Adolescence is a strange period of transition in which every single emotion is concentrated into a short period of time. The teenage years of Gus and Hazel and Isaac and their peers are consumed by an extremely condensed range of emotions, brought upon by a premature confrontation with their mortality. There’s rage, there’s joy, there’s grief, anxiety, fear and disappointment, and of course, above all, there’s love. All of this feels so much stronger when you can see the full stop to your life looming. It explains why so many teenagers are drawn to the story—it comes pre-integrated with a rational explanation for its displays of uninhibited emotion.

[quote]It makes you weigh the need to create something real and honest against the anxiety that it will be taken away from you[/quote]

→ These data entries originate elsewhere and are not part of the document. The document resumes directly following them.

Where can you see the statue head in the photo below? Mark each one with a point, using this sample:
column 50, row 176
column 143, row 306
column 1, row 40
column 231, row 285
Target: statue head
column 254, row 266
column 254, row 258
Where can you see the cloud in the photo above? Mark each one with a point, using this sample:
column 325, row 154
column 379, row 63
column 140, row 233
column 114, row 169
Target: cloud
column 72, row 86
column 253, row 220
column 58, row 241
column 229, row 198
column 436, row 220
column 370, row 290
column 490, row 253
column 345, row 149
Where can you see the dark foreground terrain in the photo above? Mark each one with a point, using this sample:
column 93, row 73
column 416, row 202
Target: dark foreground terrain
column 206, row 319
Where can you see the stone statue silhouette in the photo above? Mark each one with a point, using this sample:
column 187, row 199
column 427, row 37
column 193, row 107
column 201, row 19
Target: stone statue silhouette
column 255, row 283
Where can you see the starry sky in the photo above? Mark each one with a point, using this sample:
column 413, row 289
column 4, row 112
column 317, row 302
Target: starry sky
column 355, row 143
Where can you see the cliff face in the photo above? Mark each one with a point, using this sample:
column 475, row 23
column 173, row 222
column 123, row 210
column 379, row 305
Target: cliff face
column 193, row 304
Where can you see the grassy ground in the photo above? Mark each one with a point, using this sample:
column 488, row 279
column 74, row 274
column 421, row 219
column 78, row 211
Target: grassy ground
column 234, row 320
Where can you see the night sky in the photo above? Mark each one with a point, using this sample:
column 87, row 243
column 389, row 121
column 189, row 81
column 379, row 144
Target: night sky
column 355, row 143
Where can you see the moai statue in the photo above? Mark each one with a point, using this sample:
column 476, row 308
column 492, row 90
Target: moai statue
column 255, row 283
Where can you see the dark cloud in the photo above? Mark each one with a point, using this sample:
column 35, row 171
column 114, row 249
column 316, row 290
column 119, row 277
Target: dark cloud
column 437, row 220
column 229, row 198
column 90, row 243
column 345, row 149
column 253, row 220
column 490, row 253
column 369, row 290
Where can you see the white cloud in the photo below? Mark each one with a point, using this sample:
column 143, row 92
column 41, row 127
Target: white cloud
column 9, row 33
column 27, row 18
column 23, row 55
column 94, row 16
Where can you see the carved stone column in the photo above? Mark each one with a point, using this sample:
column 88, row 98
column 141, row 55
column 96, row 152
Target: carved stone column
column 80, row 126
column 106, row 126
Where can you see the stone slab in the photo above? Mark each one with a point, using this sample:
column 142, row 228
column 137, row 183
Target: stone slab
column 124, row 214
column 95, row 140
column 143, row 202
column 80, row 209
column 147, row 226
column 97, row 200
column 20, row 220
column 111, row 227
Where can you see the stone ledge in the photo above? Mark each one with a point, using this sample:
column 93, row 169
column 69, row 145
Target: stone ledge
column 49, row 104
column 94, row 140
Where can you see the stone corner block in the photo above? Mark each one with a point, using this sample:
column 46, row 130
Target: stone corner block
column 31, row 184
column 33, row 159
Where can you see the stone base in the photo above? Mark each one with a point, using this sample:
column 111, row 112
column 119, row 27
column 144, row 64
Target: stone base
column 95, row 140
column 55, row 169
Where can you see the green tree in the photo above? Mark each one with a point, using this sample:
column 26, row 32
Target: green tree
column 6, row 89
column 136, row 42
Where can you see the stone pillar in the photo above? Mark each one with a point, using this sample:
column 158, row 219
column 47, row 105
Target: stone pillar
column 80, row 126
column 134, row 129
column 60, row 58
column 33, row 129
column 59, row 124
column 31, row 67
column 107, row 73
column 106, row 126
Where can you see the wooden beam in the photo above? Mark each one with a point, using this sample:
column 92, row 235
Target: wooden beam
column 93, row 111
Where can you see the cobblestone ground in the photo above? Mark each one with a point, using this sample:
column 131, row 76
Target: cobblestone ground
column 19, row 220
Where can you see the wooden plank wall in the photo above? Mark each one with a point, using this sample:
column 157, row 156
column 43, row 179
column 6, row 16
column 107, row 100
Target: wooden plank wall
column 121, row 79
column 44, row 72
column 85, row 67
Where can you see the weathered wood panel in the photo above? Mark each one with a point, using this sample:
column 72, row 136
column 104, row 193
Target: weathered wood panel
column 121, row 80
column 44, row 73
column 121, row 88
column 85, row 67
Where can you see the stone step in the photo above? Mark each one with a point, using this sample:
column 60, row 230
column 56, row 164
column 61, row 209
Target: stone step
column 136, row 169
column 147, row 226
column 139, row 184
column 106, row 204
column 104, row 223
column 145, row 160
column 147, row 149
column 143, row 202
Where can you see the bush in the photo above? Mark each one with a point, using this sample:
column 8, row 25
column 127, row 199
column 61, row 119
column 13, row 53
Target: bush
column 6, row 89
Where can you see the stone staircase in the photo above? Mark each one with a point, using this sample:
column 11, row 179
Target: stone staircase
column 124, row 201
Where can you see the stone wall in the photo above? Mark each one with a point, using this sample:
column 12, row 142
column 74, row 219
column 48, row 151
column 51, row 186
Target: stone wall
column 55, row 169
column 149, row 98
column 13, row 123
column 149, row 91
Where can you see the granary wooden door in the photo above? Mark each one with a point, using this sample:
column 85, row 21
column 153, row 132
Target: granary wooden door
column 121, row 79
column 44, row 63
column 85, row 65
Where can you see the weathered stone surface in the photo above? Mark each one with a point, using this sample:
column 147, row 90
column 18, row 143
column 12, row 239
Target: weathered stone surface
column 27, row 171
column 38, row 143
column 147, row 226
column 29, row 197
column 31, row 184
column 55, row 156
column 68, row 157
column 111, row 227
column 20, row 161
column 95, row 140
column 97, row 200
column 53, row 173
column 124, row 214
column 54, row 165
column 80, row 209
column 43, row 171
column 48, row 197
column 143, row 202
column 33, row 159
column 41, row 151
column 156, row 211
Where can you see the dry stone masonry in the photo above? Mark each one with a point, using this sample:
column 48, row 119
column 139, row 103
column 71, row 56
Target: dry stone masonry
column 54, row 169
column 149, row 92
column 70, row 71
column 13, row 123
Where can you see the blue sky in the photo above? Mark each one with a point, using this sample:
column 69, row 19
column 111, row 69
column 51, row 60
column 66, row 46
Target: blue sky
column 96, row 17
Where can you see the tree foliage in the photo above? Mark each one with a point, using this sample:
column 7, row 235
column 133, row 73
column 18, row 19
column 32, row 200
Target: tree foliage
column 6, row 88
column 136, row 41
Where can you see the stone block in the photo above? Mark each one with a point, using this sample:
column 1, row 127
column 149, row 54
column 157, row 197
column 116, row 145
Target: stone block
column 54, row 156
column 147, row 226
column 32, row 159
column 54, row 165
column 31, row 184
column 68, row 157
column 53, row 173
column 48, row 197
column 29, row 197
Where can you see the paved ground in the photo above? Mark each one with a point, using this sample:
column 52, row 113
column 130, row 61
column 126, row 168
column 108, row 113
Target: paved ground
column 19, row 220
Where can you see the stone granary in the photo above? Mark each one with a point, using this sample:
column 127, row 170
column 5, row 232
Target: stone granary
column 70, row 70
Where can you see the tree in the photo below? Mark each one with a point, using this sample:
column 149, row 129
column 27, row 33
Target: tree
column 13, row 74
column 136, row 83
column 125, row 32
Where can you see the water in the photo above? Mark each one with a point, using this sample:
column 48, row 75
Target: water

What worries me is how the central theme is completely ignored. This isn’t a story of “true love”, per se, but one that asks audiences to come to terms with how inherently fleeting love and happiness are. There is no such thing as a soulmate or forever. It calls out to the teen belief that all is infinite, and provides the mathematical caveat that even infinity cannot escape qualifiers of magnitude. It reminds you of how senseless a villain cancer (and by extension, mortality) can be, and that feeling entitled to fairness is the ultimate naiveté. It makes you weigh the need to create something real and honest against the anxiety that it will be taken away from you, and shows you why the leap is worth it.

To reduce all this to a simple yearning for the characters written within is the real tragedy. After the screening I attended, girls wiped their eyes and exclaimed, “I wish I had a Gus in my life.” If the message had gotten across, they really wouldn’t.